The more conferences I attend, marketing blogs I read and PR/marketing practitioners I network with, the further engrained ‘Content is King’ becomes in my brain. As brand storytellers, we know that compelling content is the foundation of a strong news hook, the core of a thought-provoking blog post and a tool for building trust among prospective clients.
As an increasing number of companies implement inbound marketing campaigns – marketing that pulls in leads with compelling content, be it e-books, whitepapers and/or toolkits – businesses need to take a closer look at the information they are sharing online. It is time to evaluate whether or not blog posts, e-blasts, e-newsletters, vlogs and podcasts that are being used to market the brand are conveying trustworthiness to prospective clients.
How does one determine if their marketing materials are building trust? By honing in on what is compelling to prospective (and current) clients. One way to aggregate this data is to survey existing clients about what ultimately convinced them to do business with your company. It is also helpful to ask clients who signed on with your company after working with a competitor what motivated them to make the switch. All of this data can be used to refine your content marketing strategy, ensuring that you are sharing information that demonstrates expertise and helps to build trust among prospective clients.

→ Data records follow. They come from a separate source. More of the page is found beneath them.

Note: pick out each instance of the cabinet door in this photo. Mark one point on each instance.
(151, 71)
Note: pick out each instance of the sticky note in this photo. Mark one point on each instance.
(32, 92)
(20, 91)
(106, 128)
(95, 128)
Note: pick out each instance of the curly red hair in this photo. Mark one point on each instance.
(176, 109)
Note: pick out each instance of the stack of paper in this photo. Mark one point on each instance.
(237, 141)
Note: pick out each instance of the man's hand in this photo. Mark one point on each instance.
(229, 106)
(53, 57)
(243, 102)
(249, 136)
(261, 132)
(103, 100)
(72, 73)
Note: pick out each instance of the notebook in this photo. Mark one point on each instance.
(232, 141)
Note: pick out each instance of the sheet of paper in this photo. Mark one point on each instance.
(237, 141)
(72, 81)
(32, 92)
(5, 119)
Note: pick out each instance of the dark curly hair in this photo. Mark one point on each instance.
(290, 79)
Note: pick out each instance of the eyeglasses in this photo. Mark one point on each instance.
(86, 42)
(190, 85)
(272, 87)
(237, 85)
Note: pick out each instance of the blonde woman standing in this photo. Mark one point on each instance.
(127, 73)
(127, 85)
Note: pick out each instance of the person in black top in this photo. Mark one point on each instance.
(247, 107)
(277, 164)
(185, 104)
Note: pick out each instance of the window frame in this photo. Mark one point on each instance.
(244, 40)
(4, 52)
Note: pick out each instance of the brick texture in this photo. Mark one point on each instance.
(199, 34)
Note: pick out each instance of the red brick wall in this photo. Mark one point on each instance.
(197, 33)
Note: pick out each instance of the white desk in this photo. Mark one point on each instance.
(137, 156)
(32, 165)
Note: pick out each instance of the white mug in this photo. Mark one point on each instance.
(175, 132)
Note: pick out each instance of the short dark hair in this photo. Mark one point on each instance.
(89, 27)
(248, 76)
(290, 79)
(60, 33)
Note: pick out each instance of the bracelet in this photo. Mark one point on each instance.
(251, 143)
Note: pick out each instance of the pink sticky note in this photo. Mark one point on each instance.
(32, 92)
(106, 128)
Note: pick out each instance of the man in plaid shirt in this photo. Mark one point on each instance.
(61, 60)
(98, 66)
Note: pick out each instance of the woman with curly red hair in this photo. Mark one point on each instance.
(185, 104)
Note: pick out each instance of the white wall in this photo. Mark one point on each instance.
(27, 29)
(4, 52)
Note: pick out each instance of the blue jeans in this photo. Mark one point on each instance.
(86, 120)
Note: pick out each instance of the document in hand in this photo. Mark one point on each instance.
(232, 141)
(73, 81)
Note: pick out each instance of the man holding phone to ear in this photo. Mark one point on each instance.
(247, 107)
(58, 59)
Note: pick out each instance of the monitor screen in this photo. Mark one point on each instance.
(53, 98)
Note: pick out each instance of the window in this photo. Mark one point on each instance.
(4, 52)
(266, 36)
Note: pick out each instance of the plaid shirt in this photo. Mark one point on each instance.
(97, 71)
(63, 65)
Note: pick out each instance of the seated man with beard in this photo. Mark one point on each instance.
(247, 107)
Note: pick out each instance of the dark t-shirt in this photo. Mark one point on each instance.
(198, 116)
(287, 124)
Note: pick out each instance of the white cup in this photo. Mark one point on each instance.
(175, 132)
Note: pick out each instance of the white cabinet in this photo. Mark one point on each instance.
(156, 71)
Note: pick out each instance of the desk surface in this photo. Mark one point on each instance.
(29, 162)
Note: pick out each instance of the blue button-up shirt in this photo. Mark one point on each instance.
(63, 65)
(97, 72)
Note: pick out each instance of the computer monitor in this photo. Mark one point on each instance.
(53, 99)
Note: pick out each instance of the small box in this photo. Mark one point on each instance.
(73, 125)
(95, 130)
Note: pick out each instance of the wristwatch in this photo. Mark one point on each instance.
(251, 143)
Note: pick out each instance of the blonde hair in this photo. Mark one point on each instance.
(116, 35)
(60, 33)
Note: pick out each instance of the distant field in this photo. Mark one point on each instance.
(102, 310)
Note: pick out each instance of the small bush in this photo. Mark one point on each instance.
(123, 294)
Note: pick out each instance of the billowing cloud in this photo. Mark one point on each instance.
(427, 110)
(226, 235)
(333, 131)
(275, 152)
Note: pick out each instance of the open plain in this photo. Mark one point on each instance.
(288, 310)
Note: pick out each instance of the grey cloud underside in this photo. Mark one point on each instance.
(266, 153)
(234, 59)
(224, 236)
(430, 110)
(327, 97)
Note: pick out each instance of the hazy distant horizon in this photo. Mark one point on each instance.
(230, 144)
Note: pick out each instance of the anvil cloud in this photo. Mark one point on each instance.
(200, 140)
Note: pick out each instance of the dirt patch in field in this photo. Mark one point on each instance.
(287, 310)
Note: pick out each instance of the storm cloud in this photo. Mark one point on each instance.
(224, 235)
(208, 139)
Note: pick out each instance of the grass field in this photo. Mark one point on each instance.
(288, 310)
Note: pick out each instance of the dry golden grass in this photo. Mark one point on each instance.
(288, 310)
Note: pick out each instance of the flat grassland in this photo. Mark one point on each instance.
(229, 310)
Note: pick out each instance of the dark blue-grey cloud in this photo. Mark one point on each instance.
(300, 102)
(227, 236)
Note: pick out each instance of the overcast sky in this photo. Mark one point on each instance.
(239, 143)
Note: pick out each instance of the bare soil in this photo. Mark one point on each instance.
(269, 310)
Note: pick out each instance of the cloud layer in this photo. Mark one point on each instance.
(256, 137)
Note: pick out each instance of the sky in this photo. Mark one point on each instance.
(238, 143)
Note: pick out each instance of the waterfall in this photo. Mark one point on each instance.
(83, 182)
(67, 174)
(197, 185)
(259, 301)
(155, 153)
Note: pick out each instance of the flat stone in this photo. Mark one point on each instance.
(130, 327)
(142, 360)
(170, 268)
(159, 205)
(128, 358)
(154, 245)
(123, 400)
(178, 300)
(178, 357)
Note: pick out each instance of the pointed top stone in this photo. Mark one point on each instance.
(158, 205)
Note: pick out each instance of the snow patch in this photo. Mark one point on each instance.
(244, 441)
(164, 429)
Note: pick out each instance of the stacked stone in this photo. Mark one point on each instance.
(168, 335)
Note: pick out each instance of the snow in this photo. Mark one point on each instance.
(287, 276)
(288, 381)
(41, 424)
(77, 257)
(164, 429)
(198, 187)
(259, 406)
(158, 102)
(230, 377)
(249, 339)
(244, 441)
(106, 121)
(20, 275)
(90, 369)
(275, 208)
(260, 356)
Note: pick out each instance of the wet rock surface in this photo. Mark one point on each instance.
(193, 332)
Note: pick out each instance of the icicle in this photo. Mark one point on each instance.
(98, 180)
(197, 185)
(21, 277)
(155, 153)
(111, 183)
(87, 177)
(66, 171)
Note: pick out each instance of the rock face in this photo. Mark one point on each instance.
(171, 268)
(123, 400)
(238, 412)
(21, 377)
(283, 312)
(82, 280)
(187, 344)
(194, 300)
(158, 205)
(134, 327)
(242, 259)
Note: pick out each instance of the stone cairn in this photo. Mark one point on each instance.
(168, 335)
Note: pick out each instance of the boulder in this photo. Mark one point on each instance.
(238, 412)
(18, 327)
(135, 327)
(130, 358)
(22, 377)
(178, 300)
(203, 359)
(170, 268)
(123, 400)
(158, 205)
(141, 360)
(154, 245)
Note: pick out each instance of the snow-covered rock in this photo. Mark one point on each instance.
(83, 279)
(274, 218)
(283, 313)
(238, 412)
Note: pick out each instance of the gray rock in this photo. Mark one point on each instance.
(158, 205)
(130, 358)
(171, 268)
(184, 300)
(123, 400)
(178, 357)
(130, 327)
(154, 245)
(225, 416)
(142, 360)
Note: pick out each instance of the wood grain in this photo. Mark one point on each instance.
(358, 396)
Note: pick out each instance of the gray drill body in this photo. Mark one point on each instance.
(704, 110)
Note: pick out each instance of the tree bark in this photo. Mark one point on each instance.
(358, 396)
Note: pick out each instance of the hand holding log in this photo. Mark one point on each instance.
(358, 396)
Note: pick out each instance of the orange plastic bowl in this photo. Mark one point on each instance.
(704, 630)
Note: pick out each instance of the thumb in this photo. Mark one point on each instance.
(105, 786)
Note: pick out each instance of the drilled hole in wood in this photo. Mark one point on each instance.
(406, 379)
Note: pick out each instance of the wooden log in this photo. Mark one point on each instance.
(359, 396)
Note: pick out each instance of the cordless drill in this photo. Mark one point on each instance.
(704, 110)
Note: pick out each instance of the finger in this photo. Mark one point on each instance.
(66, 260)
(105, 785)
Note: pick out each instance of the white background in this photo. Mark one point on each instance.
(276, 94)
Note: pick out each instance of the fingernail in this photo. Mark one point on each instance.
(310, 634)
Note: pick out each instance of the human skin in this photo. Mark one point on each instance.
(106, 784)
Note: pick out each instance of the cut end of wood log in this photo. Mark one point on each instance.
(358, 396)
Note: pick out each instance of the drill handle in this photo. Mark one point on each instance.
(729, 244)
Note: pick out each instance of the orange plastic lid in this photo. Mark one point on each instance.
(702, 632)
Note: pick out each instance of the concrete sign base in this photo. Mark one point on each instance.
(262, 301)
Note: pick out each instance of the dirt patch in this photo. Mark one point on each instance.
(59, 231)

Another way businesses can build trust among prospective clients and generate leads is to blog about timely topics that are relevant to their clients. This is especially true for companies that face frequent changes to industry regulations. Letting clients know that you are plugged in to industry changes that will impact them – be it new business tax filing requirements, IT security changes or new fundraising guidelines for nonprofits – builds trust and demonstrates expertise.
Giving free advice is another way to build trust. By developing whitepapers, e-books and toolkits containing helpful tips and valuable advice, prospective clients can get a taste of what your company offers before they buy. Think of it as the ‘free sample’ offer of the business-to-business marketplace. This approach even provides added confidence in the purchase when a prospect signs on the dotted line and becomes a client.
In a world where professionals are constantly exposed to marketing messages – be they direct or subliminal – it is important to take a step back and evaluate whether or not your content marketing is building trust among prospective clients and, ultimately, converting prospects into clients. Is your company’s content marketing building trust?